Evaluation of Alignment
Existing evaluation methods for LLMs alignments from the three goals above can be summarized into benchmarks, human evaluation, advanced LLMs evaluation, and reward model scoring.
(1) Benchmarks. As for aligning with human instructions and preferences, existing benchmarks composed of various NLP tasks or responsible AI tasks are applied. Three new categories of benchmarks are available to evaluate the specific values of LLMs. The first is safety and risk benchmarks, including comprehensive issues against the principle of ‘HHH’ observed in recently released LLMs, such as malicious information and illegal advice. Typically, these benchmarks assess LLMs through a generation task. The second class is social norms benchmarks, where various life scenarios, judgments, and referred social norms are offered. These questions are usually posed to LLMs as a discriminative task. The third category is value surveys or questionnaires specially designed for humans in the form of self-report or multiple-choice questions.
(2) Human evaluation. Involving human raters in evaluation is a natural approach to uncovering various factors that affect human preferences.
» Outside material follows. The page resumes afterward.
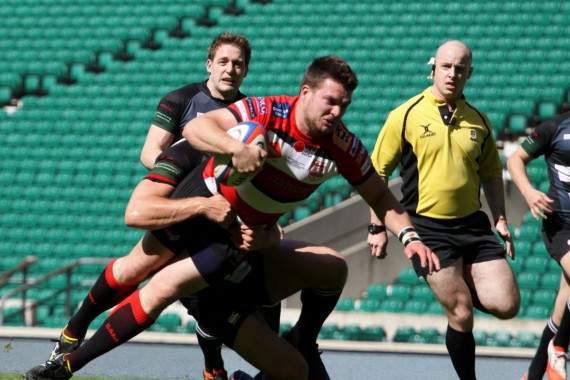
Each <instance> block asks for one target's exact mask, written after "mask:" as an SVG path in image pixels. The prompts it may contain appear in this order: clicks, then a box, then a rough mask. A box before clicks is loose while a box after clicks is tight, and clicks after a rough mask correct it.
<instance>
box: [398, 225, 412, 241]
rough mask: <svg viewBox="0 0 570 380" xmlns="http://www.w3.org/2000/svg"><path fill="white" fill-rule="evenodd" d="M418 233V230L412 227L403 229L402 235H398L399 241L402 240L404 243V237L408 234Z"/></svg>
mask: <svg viewBox="0 0 570 380" xmlns="http://www.w3.org/2000/svg"><path fill="white" fill-rule="evenodd" d="M410 232H413V233H416V229H415V228H414V227H412V226H408V227H405V228H403V229H402V231H400V233H399V234H398V240H400V242H401V241H402V239H403V238H404V235H406V234H407V233H410Z"/></svg>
(3) Advanced-LLMs evaluation. With highly capable LLMs (e.g., GPT-4 or Claude) as the judge, automatic chatbot arenas can be established to assess LLMs by comparing the responses of two LLMs from multiple aspects. These strong LLM judges are proven to achieve agreements with human labelers as high as that between humans themselves.
(4) Reward model scoring. With many manually collected benchmarks with explicit labels against positive and negative behaviors, reward models or value classifiers can be trained. And the score returned by the reward model serves as a good evaluation metric.
Challenges and Future Research
Human preferences are typically reflected by implicit human feedback on specific model behaviors. Thus, achieving this goal can lead to the alignment of most surface behaviors, which are weak in terms of comprehensiveness, generalization, and stability. By introducing human values, aligning LLMs to intrinsic value principles rather than uncountable manifest behaviors provides a promising opportunity to address the aforementioned challenges. We discuss several possible future research directions to inspire more studies:
(1) It is critical to investigate a more appropriate value system as the ultimate goal of big model alignment. The value system is expected to be scientific, comprehensive to deal with all situations, stable in extreme cases, and validated to be feasible by practical evidence. Two basic value theories, i.e., Schwartz’s Theory of Basic Human Values and Moral Foundation Theory, can be promising since their comprehensiveness and effectiveness have been verified in the field of social science.
(2) The approach to representing the alignment goal can be enhanced from three aspects. The first is generalizability, providing accurate supervision signals covering arbitrary scenarios from open domains or OOD cases. The second is stability, providing stable and consistent supervision signals in normal and extreme quandary scenarios where subtle differences in value priorities can lead to drastically different behaviors. The third is interpretability, i.e., the alignment goal is expected to be represented in an interpretable manner.
(3) Automatic evaluation methods and metrics are urgently required to measure the alignment degree between LLMs and humans to accelerate the assessment process. To evaluate whether LLMs fully align with human values, they should undergo comprehensive evaluation across various difficulty levels.
(4) Developing efficient and stable alignment algorithms that directly align LLMs with human value principles rather than proxy demonstrations is essential for future research. In addition, human values are pluralistic across popularities and countries and constantly evolving all the time. Thus, the alignment method is also expected to adapt to varying value principles effectively.